Reviewed by Dennis Schwartz
Katharine Hepburn, in her third film role and paid a whopping $7,500 for her three week stint filming Morning Glory, won the first of her four Best Actress Oscars for this backstage drama of Eva Lovelace, a star-struck, pretentious, aspiring young actress in a Vermont community theatre who comes to the Gay White Way to find success. It’s based on an unproduced play by playwright Zoe Akins and written by Howard J. Green. Director Lowell Sherman (“Born to be Bad”/”She Done Him Wrong”/”High Stakes”) keeps it old-fashioned by shooting it as if it were a play. The banal plot leaves a lot to be desired and the dialogue was overripe, but Hepburn’s snappy performance was irresistible–much better than the material. This led to a box office hit. It was remade less appealingly as Stage Struck in 1958 with Susan Strasberg.

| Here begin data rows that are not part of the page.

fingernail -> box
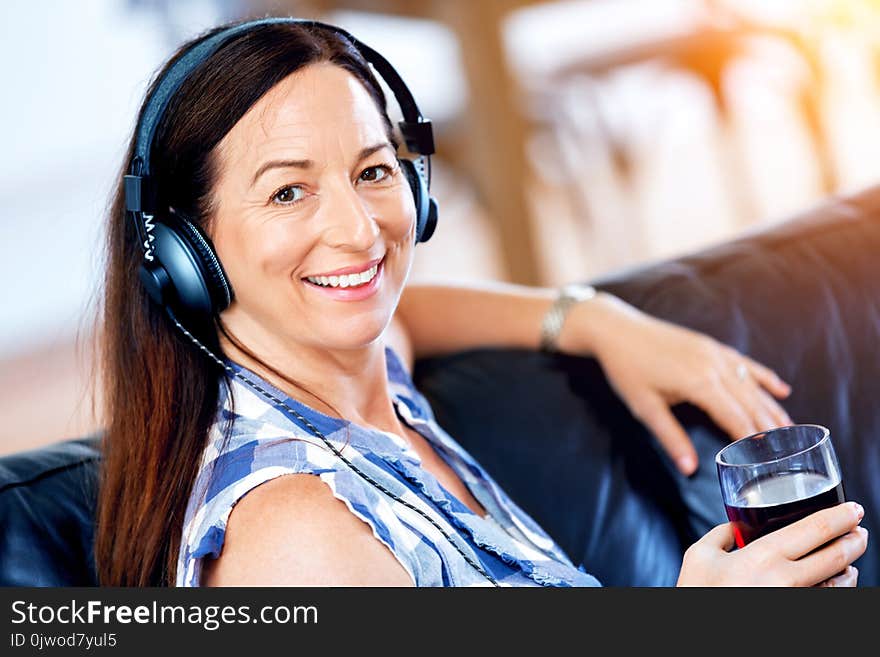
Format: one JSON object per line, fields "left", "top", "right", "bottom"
{"left": 858, "top": 526, "right": 869, "bottom": 538}
{"left": 854, "top": 502, "right": 864, "bottom": 519}
{"left": 677, "top": 456, "right": 696, "bottom": 476}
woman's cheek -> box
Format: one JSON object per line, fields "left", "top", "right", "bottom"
{"left": 368, "top": 184, "right": 416, "bottom": 239}
{"left": 258, "top": 229, "right": 314, "bottom": 278}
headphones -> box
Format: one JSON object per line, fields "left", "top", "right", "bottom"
{"left": 124, "top": 16, "right": 439, "bottom": 324}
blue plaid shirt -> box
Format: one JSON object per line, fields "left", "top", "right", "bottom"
{"left": 177, "top": 345, "right": 600, "bottom": 587}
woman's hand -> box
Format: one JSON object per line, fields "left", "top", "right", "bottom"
{"left": 677, "top": 502, "right": 868, "bottom": 586}
{"left": 557, "top": 293, "right": 793, "bottom": 475}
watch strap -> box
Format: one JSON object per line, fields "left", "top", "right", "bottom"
{"left": 539, "top": 284, "right": 597, "bottom": 353}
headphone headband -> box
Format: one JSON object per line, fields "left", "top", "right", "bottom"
{"left": 130, "top": 17, "right": 434, "bottom": 180}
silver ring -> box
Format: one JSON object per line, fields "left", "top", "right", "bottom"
{"left": 736, "top": 363, "right": 749, "bottom": 382}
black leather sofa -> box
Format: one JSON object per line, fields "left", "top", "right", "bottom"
{"left": 2, "top": 185, "right": 878, "bottom": 587}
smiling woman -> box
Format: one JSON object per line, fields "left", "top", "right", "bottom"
{"left": 96, "top": 17, "right": 597, "bottom": 588}
{"left": 94, "top": 16, "right": 866, "bottom": 589}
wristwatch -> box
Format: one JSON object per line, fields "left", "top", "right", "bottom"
{"left": 539, "top": 283, "right": 597, "bottom": 353}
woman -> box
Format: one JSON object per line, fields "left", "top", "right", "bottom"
{"left": 94, "top": 18, "right": 866, "bottom": 587}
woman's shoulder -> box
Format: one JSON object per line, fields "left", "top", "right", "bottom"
{"left": 178, "top": 345, "right": 430, "bottom": 586}
{"left": 200, "top": 472, "right": 414, "bottom": 586}
{"left": 179, "top": 362, "right": 421, "bottom": 586}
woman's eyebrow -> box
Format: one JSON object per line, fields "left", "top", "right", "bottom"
{"left": 250, "top": 157, "right": 313, "bottom": 187}
{"left": 249, "top": 141, "right": 394, "bottom": 188}
{"left": 356, "top": 141, "right": 395, "bottom": 163}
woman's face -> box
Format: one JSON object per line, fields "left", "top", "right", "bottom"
{"left": 209, "top": 62, "right": 416, "bottom": 355}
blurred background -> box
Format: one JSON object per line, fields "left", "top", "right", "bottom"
{"left": 4, "top": 0, "right": 880, "bottom": 456}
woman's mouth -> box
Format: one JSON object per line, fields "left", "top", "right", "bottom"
{"left": 301, "top": 256, "right": 384, "bottom": 301}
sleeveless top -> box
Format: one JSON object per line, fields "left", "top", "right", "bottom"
{"left": 176, "top": 345, "right": 601, "bottom": 587}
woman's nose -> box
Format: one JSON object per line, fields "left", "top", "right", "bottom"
{"left": 319, "top": 179, "right": 380, "bottom": 250}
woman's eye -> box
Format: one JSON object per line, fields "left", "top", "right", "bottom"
{"left": 359, "top": 165, "right": 392, "bottom": 183}
{"left": 271, "top": 185, "right": 305, "bottom": 205}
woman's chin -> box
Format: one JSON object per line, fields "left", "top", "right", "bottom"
{"left": 320, "top": 319, "right": 392, "bottom": 350}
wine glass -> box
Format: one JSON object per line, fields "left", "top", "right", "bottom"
{"left": 715, "top": 424, "right": 845, "bottom": 548}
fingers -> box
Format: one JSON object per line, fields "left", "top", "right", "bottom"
{"left": 700, "top": 522, "right": 738, "bottom": 552}
{"left": 817, "top": 565, "right": 859, "bottom": 588}
{"left": 678, "top": 524, "right": 737, "bottom": 586}
{"left": 631, "top": 393, "right": 698, "bottom": 475}
{"left": 725, "top": 375, "right": 793, "bottom": 432}
{"left": 719, "top": 350, "right": 793, "bottom": 435}
{"left": 793, "top": 527, "right": 868, "bottom": 586}
{"left": 755, "top": 387, "right": 794, "bottom": 429}
{"left": 741, "top": 354, "right": 792, "bottom": 399}
{"left": 762, "top": 502, "right": 865, "bottom": 560}
{"left": 691, "top": 380, "right": 758, "bottom": 442}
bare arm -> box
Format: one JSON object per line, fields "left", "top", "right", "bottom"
{"left": 391, "top": 282, "right": 794, "bottom": 476}
{"left": 393, "top": 281, "right": 608, "bottom": 361}
{"left": 201, "top": 474, "right": 414, "bottom": 587}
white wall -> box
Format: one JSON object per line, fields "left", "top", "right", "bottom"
{"left": 0, "top": 0, "right": 232, "bottom": 360}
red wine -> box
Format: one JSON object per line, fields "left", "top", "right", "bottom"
{"left": 724, "top": 471, "right": 845, "bottom": 548}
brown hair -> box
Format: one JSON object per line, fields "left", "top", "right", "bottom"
{"left": 94, "top": 19, "right": 396, "bottom": 586}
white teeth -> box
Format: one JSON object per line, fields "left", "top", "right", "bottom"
{"left": 306, "top": 263, "right": 379, "bottom": 288}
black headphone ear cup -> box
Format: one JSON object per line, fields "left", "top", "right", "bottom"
{"left": 139, "top": 258, "right": 173, "bottom": 308}
{"left": 146, "top": 214, "right": 233, "bottom": 319}
{"left": 399, "top": 158, "right": 437, "bottom": 243}
{"left": 169, "top": 213, "right": 234, "bottom": 311}
{"left": 422, "top": 197, "right": 438, "bottom": 243}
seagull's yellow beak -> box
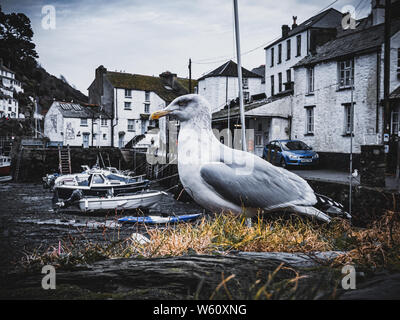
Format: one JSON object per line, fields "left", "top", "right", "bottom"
{"left": 150, "top": 110, "right": 172, "bottom": 120}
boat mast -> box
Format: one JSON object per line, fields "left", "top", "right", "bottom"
{"left": 233, "top": 0, "right": 246, "bottom": 152}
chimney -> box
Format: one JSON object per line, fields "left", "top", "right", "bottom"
{"left": 292, "top": 16, "right": 298, "bottom": 29}
{"left": 282, "top": 24, "right": 290, "bottom": 37}
{"left": 371, "top": 0, "right": 385, "bottom": 25}
{"left": 159, "top": 71, "right": 178, "bottom": 88}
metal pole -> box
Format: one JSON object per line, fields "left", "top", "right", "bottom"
{"left": 233, "top": 0, "right": 246, "bottom": 152}
{"left": 188, "top": 58, "right": 192, "bottom": 93}
{"left": 349, "top": 74, "right": 354, "bottom": 217}
{"left": 226, "top": 76, "right": 231, "bottom": 148}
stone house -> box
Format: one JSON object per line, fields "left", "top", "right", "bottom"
{"left": 264, "top": 8, "right": 343, "bottom": 98}
{"left": 291, "top": 7, "right": 400, "bottom": 168}
{"left": 88, "top": 66, "right": 195, "bottom": 150}
{"left": 0, "top": 59, "right": 23, "bottom": 119}
{"left": 44, "top": 101, "right": 112, "bottom": 147}
{"left": 197, "top": 60, "right": 263, "bottom": 112}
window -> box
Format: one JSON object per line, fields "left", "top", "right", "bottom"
{"left": 103, "top": 133, "right": 107, "bottom": 140}
{"left": 244, "top": 91, "right": 250, "bottom": 101}
{"left": 270, "top": 75, "right": 274, "bottom": 96}
{"left": 93, "top": 133, "right": 97, "bottom": 140}
{"left": 338, "top": 59, "right": 354, "bottom": 88}
{"left": 278, "top": 44, "right": 282, "bottom": 64}
{"left": 278, "top": 72, "right": 282, "bottom": 92}
{"left": 101, "top": 119, "right": 108, "bottom": 126}
{"left": 124, "top": 102, "right": 132, "bottom": 110}
{"left": 344, "top": 103, "right": 354, "bottom": 135}
{"left": 255, "top": 134, "right": 262, "bottom": 146}
{"left": 307, "top": 67, "right": 314, "bottom": 93}
{"left": 145, "top": 91, "right": 150, "bottom": 101}
{"left": 80, "top": 118, "right": 88, "bottom": 126}
{"left": 125, "top": 89, "right": 132, "bottom": 97}
{"left": 296, "top": 35, "right": 301, "bottom": 56}
{"left": 397, "top": 48, "right": 400, "bottom": 76}
{"left": 242, "top": 78, "right": 248, "bottom": 89}
{"left": 286, "top": 69, "right": 291, "bottom": 83}
{"left": 305, "top": 106, "right": 314, "bottom": 134}
{"left": 286, "top": 39, "right": 291, "bottom": 60}
{"left": 128, "top": 119, "right": 135, "bottom": 132}
{"left": 270, "top": 48, "right": 274, "bottom": 67}
{"left": 144, "top": 103, "right": 150, "bottom": 113}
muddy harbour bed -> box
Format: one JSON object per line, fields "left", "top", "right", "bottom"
{"left": 0, "top": 182, "right": 400, "bottom": 300}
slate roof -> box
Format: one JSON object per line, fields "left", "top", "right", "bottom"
{"left": 106, "top": 72, "right": 196, "bottom": 103}
{"left": 212, "top": 101, "right": 269, "bottom": 121}
{"left": 390, "top": 86, "right": 400, "bottom": 100}
{"left": 54, "top": 101, "right": 111, "bottom": 119}
{"left": 264, "top": 8, "right": 342, "bottom": 50}
{"left": 198, "top": 60, "right": 263, "bottom": 81}
{"left": 295, "top": 18, "right": 400, "bottom": 67}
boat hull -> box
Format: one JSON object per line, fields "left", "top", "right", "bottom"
{"left": 78, "top": 191, "right": 166, "bottom": 212}
{"left": 55, "top": 181, "right": 150, "bottom": 200}
{"left": 0, "top": 165, "right": 11, "bottom": 176}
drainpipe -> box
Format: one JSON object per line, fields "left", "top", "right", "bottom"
{"left": 112, "top": 88, "right": 119, "bottom": 147}
{"left": 376, "top": 50, "right": 381, "bottom": 134}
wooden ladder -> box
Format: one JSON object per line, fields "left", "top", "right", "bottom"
{"left": 58, "top": 146, "right": 72, "bottom": 175}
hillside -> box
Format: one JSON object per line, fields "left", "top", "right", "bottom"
{"left": 0, "top": 6, "right": 88, "bottom": 118}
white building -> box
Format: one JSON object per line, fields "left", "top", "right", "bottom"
{"left": 44, "top": 101, "right": 112, "bottom": 147}
{"left": 0, "top": 59, "right": 23, "bottom": 118}
{"left": 291, "top": 2, "right": 400, "bottom": 168}
{"left": 264, "top": 8, "right": 343, "bottom": 98}
{"left": 88, "top": 66, "right": 194, "bottom": 151}
{"left": 197, "top": 60, "right": 263, "bottom": 112}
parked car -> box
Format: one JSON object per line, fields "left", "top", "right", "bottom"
{"left": 262, "top": 140, "right": 319, "bottom": 168}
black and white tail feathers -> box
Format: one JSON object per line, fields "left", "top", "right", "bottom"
{"left": 314, "top": 193, "right": 351, "bottom": 220}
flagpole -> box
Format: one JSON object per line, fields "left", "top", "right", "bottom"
{"left": 233, "top": 0, "right": 246, "bottom": 152}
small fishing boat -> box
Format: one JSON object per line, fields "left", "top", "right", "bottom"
{"left": 53, "top": 168, "right": 150, "bottom": 200}
{"left": 78, "top": 190, "right": 167, "bottom": 212}
{"left": 0, "top": 155, "right": 12, "bottom": 182}
{"left": 56, "top": 189, "right": 166, "bottom": 213}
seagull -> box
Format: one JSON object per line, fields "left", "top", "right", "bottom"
{"left": 151, "top": 94, "right": 349, "bottom": 223}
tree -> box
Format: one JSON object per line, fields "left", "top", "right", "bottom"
{"left": 0, "top": 5, "right": 38, "bottom": 75}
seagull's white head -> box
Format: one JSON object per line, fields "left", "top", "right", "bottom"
{"left": 150, "top": 94, "right": 211, "bottom": 126}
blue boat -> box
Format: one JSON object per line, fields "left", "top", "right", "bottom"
{"left": 118, "top": 214, "right": 202, "bottom": 224}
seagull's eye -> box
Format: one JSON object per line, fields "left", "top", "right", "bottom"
{"left": 177, "top": 99, "right": 189, "bottom": 107}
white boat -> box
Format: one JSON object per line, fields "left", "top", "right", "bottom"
{"left": 77, "top": 190, "right": 167, "bottom": 212}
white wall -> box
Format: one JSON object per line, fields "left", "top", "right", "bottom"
{"left": 44, "top": 103, "right": 112, "bottom": 147}
{"left": 113, "top": 88, "right": 166, "bottom": 148}
{"left": 292, "top": 51, "right": 382, "bottom": 154}
{"left": 198, "top": 76, "right": 263, "bottom": 112}
{"left": 265, "top": 30, "right": 308, "bottom": 97}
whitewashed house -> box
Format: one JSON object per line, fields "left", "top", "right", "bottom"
{"left": 44, "top": 101, "right": 112, "bottom": 147}
{"left": 197, "top": 60, "right": 263, "bottom": 112}
{"left": 88, "top": 66, "right": 194, "bottom": 151}
{"left": 291, "top": 3, "right": 400, "bottom": 168}
{"left": 264, "top": 8, "right": 343, "bottom": 98}
{"left": 0, "top": 59, "right": 23, "bottom": 119}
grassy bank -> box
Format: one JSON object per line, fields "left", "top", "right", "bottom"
{"left": 20, "top": 211, "right": 400, "bottom": 273}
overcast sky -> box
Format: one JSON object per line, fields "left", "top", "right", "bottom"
{"left": 1, "top": 0, "right": 370, "bottom": 94}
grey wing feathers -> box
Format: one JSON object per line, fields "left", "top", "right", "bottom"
{"left": 199, "top": 155, "right": 317, "bottom": 211}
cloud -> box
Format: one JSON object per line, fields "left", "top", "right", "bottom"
{"left": 1, "top": 0, "right": 368, "bottom": 94}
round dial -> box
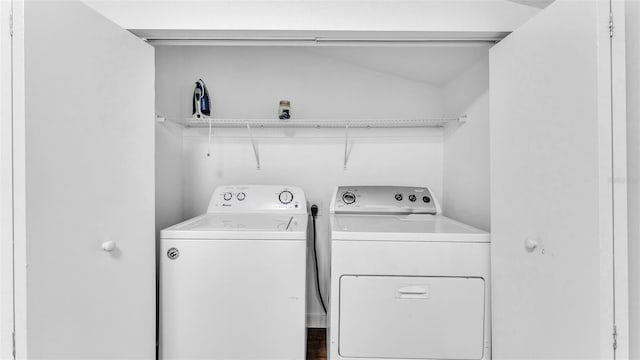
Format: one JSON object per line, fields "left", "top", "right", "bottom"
{"left": 342, "top": 191, "right": 356, "bottom": 204}
{"left": 223, "top": 192, "right": 233, "bottom": 201}
{"left": 394, "top": 193, "right": 403, "bottom": 201}
{"left": 237, "top": 192, "right": 246, "bottom": 201}
{"left": 408, "top": 194, "right": 417, "bottom": 202}
{"left": 278, "top": 190, "right": 294, "bottom": 204}
{"left": 422, "top": 196, "right": 431, "bottom": 203}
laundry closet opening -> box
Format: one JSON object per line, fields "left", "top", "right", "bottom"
{"left": 153, "top": 43, "right": 492, "bottom": 327}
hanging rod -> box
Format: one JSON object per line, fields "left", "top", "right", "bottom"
{"left": 164, "top": 117, "right": 466, "bottom": 129}
{"left": 146, "top": 37, "right": 497, "bottom": 47}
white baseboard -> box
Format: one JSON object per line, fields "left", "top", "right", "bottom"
{"left": 306, "top": 313, "right": 327, "bottom": 328}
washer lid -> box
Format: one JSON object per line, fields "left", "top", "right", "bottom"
{"left": 331, "top": 214, "right": 489, "bottom": 242}
{"left": 161, "top": 213, "right": 308, "bottom": 240}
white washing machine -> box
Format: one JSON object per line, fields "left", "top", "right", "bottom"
{"left": 160, "top": 185, "right": 307, "bottom": 360}
{"left": 328, "top": 186, "right": 491, "bottom": 360}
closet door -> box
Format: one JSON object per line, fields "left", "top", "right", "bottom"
{"left": 12, "top": 1, "right": 155, "bottom": 358}
{"left": 490, "top": 1, "right": 624, "bottom": 359}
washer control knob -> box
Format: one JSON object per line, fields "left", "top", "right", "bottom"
{"left": 223, "top": 192, "right": 233, "bottom": 201}
{"left": 408, "top": 194, "right": 417, "bottom": 202}
{"left": 342, "top": 192, "right": 356, "bottom": 204}
{"left": 278, "top": 190, "right": 294, "bottom": 204}
{"left": 237, "top": 192, "right": 246, "bottom": 201}
{"left": 394, "top": 193, "right": 403, "bottom": 201}
{"left": 422, "top": 196, "right": 431, "bottom": 203}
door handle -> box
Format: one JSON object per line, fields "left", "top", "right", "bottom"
{"left": 102, "top": 240, "right": 116, "bottom": 252}
{"left": 525, "top": 237, "right": 538, "bottom": 252}
{"left": 397, "top": 285, "right": 429, "bottom": 299}
{"left": 398, "top": 286, "right": 427, "bottom": 294}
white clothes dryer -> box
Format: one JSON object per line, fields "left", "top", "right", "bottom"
{"left": 328, "top": 186, "right": 491, "bottom": 360}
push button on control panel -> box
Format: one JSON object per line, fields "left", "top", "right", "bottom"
{"left": 342, "top": 192, "right": 356, "bottom": 204}
{"left": 394, "top": 193, "right": 403, "bottom": 201}
{"left": 408, "top": 194, "right": 417, "bottom": 202}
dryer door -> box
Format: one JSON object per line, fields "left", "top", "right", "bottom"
{"left": 339, "top": 275, "right": 485, "bottom": 359}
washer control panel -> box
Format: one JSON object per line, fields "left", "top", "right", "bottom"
{"left": 207, "top": 185, "right": 306, "bottom": 214}
{"left": 331, "top": 186, "right": 438, "bottom": 214}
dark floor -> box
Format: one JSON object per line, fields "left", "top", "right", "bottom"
{"left": 307, "top": 328, "right": 327, "bottom": 360}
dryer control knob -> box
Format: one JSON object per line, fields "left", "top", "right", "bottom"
{"left": 279, "top": 190, "right": 294, "bottom": 204}
{"left": 408, "top": 194, "right": 417, "bottom": 202}
{"left": 394, "top": 193, "right": 403, "bottom": 201}
{"left": 237, "top": 192, "right": 246, "bottom": 201}
{"left": 223, "top": 192, "right": 233, "bottom": 201}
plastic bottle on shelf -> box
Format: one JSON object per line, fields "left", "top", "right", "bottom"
{"left": 278, "top": 100, "right": 291, "bottom": 120}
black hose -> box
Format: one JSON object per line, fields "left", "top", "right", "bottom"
{"left": 310, "top": 205, "right": 327, "bottom": 313}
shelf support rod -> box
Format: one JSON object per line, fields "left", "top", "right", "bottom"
{"left": 207, "top": 117, "right": 213, "bottom": 157}
{"left": 247, "top": 124, "right": 261, "bottom": 170}
{"left": 343, "top": 124, "right": 349, "bottom": 170}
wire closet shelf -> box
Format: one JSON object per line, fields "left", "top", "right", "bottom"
{"left": 163, "top": 116, "right": 466, "bottom": 128}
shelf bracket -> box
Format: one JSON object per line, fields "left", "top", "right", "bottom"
{"left": 343, "top": 124, "right": 350, "bottom": 170}
{"left": 247, "top": 124, "right": 261, "bottom": 170}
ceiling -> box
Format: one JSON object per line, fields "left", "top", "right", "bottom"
{"left": 85, "top": 0, "right": 543, "bottom": 87}
{"left": 507, "top": 0, "right": 554, "bottom": 9}
{"left": 302, "top": 44, "right": 492, "bottom": 86}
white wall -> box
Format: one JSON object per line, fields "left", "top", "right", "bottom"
{"left": 156, "top": 46, "right": 445, "bottom": 120}
{"left": 156, "top": 122, "right": 183, "bottom": 237}
{"left": 442, "top": 56, "right": 490, "bottom": 231}
{"left": 626, "top": 1, "right": 640, "bottom": 358}
{"left": 155, "top": 45, "right": 447, "bottom": 324}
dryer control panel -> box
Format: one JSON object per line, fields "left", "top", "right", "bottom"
{"left": 207, "top": 185, "right": 306, "bottom": 214}
{"left": 330, "top": 186, "right": 440, "bottom": 215}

In Manhattan, Eva shows up at the office of Broadway manager Louis Easton (Adolphe Menjou) and meets there kindly veteran actor Robert Harley Hedges (C. Aubrey Smith). Impressed with his proper British accent, she engages him to give her acting lessons. Meanwhile Easton and playwright Joseph Sheridan (Douglas Fairbanks, Jr.) are talking over casting for his new comedy, Blue Skies, which Easton is producing, and the producer wants his contract player, the temperamental Rita Vernon (Mary Duncan) cast in the lead. Though the friendly Eva makes the right connections, she hits a few bumpy roads. Things take a surprising turn for the better however when her elderly mentor takes the ambitious actress to a cocktail party given by Rita Vernon and she gets tipsy on champagne and performs two Shakespearean soliloquies with slurred speech. Her acting chops stuns the guests, especially her balcony scene from Romeo and Juliet. Thereby she gets hired to be the understudy for Rita. On opening night oily producer Easton doesn’t pay Rita enough and after they argue she’s fired. Eva brilliantly takes Rita’s place. Backstage following her triumphant performance, she is lectured about such fast success going to her head by Hedges. He equates it to a “morning glory” which blooms beautifully, but then quickly withers and dies. The last scene has Eva embracing her dresser Nellie (Helen Ware), a former Broadway star who quickly faded from the spotlight, and defiantly tells her “that they are trying to frighten me into being sensible, but they can’t do it. I’m not afraid of being just a morning glory.”
I was more taken down by the, at best, second-rate serviceable story than I was uplifted with Hepburn’s bravo performance.